5.1 Critical Valuesap Calculus 14th Edition
If (D = 4ac-b^2gt 0), then the two squared terms inside the brackets are both positive, and
5.1 Critical Valuesap Calculus Transcendentals
- if (a = frac{f_{xx}(x_0, y_0)}{2} gt 0), the function (f) opens upwards with a local minimum at the critical point ( (x_0, y_0) ). Note it would be similar to the form, (z = x^2 + y^2).
- if (a = frac{f_{xx}(x_0, y_0)}{2} lt 0), the function (f) opens downwards with a local maximum at the critical point ( (x_0, y_0) ).
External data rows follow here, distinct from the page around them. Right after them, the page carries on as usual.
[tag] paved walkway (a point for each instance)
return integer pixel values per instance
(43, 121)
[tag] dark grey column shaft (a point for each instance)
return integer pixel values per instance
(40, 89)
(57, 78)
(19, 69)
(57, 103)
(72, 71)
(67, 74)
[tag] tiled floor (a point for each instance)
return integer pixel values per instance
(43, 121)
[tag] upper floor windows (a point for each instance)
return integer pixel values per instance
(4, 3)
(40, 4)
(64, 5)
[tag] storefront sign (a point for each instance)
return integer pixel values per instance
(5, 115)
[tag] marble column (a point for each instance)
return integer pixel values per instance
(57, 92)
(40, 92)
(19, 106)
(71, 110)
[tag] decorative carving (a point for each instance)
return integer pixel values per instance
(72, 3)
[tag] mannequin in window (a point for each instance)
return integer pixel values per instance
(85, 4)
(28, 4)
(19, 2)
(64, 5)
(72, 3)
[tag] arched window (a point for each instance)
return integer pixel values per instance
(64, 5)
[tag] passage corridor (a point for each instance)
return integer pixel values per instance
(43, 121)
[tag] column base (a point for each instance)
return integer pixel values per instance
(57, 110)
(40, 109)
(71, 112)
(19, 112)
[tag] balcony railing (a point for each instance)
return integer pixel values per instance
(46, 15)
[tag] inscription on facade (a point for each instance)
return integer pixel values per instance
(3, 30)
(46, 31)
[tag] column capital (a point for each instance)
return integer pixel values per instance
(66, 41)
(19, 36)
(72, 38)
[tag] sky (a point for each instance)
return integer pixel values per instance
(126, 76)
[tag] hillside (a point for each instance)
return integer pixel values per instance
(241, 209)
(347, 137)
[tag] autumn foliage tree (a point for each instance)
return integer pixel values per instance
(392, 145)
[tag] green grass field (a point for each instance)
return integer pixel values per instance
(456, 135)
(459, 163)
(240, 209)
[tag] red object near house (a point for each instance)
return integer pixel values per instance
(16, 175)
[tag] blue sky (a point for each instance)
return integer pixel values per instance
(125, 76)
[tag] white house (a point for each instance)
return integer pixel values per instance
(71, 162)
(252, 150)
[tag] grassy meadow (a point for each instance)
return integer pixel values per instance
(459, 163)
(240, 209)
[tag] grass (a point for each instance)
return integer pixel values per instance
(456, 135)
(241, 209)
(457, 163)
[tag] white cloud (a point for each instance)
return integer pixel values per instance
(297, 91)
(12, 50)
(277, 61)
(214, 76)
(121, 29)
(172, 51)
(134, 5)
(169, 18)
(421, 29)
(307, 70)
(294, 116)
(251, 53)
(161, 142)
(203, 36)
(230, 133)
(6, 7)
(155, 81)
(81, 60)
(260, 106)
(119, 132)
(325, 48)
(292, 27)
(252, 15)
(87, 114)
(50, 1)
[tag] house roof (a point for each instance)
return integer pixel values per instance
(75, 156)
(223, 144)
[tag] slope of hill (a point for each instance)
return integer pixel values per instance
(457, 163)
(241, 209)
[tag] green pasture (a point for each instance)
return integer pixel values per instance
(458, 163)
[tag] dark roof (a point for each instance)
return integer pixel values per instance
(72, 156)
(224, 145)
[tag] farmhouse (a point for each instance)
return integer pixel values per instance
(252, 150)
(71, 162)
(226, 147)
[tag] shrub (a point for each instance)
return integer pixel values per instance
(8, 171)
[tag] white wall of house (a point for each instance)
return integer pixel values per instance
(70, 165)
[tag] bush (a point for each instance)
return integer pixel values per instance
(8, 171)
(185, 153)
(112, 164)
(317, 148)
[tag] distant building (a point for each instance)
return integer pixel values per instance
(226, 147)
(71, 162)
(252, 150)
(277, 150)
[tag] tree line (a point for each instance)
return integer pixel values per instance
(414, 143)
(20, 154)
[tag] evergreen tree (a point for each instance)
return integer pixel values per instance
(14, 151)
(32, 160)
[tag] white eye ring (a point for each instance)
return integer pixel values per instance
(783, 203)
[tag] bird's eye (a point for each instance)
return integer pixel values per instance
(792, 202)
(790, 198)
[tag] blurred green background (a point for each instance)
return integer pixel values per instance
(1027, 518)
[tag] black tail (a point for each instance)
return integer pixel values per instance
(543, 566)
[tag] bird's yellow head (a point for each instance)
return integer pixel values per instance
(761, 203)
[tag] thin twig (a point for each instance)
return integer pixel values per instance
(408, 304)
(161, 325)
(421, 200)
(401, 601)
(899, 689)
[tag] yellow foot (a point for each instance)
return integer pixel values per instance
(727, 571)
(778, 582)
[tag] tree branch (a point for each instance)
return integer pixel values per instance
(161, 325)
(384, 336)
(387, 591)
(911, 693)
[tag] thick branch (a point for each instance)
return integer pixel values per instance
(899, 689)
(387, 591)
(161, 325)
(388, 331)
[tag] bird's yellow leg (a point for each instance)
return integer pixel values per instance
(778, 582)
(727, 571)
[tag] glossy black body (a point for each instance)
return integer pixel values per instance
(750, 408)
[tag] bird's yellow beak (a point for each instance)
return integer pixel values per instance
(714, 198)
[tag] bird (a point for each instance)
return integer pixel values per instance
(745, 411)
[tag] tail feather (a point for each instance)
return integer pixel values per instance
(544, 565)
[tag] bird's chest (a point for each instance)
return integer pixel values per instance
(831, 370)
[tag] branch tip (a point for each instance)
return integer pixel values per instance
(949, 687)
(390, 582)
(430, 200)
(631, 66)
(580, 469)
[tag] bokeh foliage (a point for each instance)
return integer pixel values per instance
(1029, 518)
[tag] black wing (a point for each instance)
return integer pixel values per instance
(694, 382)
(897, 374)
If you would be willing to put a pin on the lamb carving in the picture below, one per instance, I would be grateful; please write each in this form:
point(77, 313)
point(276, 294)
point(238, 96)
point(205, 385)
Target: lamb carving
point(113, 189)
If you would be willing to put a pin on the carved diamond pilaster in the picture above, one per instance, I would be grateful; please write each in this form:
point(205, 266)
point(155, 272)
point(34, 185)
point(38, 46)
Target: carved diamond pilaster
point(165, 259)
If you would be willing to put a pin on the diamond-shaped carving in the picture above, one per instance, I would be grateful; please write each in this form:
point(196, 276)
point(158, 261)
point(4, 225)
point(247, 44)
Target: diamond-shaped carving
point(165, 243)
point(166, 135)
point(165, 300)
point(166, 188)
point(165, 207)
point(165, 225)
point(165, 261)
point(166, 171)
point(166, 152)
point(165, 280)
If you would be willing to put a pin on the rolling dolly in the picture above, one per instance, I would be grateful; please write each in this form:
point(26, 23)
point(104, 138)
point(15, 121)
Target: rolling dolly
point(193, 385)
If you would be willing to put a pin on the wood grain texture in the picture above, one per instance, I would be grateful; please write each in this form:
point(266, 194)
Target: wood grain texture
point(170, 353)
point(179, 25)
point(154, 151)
Note it would be similar to the form, (z = -left(x^2 + y^2right)).
If (D = 4ac-b^2 lt 0), then either
- the two squared terms inside the brackets have opposite signs (meaning (f) is concave up along a line parallel to the (x)-axis and concave down along a line parallel to the (y)-axis, or vice-versa) or
- the (b^2) term, representing the square of the mixed partial (f_{xy}(x_0, y_0)), is larger than the positive product of the two 2nd-partials (f_{xx}(x_0, y_0)) and (f_{yy}(x_0, y_0)). This means that even if the surface is concave up in both (x)- and (y)-directions, or concave down in both (x)- and (y)-directions, a large mixed partial can offset these and cause the surface to have a saddle point at the point ((x_0, y_0)).
In either case, the quadratic polynomial will be in the form of (z = x^2 - y^2) or (z = y^2 - x^2) (i.e., it will be the difference of two squared terms), so we get a saddle point at the critical point ( (x_0, y_0) ).
5.1 Critical Valuesap Calculus Solver
But if (D = 4ac-b^2 = 0), the quadratic polynomial reduces to (Q(x,y) = aleft(u+ frac{b}{2a}vright)^2 + d), whose graph is a parabolic cylinder, so the behavior of the function is not clear at the critical point ( (x_0, y_0) ).
Now remembering the values of the constants (a), (b), and (c) from above, we see that: [begin{align*} D(x_0, y_0) &= 4frac{f_{xx}(x_0, y_0)}{2}frac{f_{yy}(x_0, y_0)}{2} - big(f_{xy}(x_0, y_0)big)^2 &= f_{xx}(x_0, y_0)f_{yy}(x_0, y_0) - big(f_{xy}(x_0, y_0)big)^2 end{align*}]
This formula is called the Second Partials Test, and it can be used to classify the behavior of any function at its critical points, as long as its second partials exist there and as long as the value of this discriminate is not zero.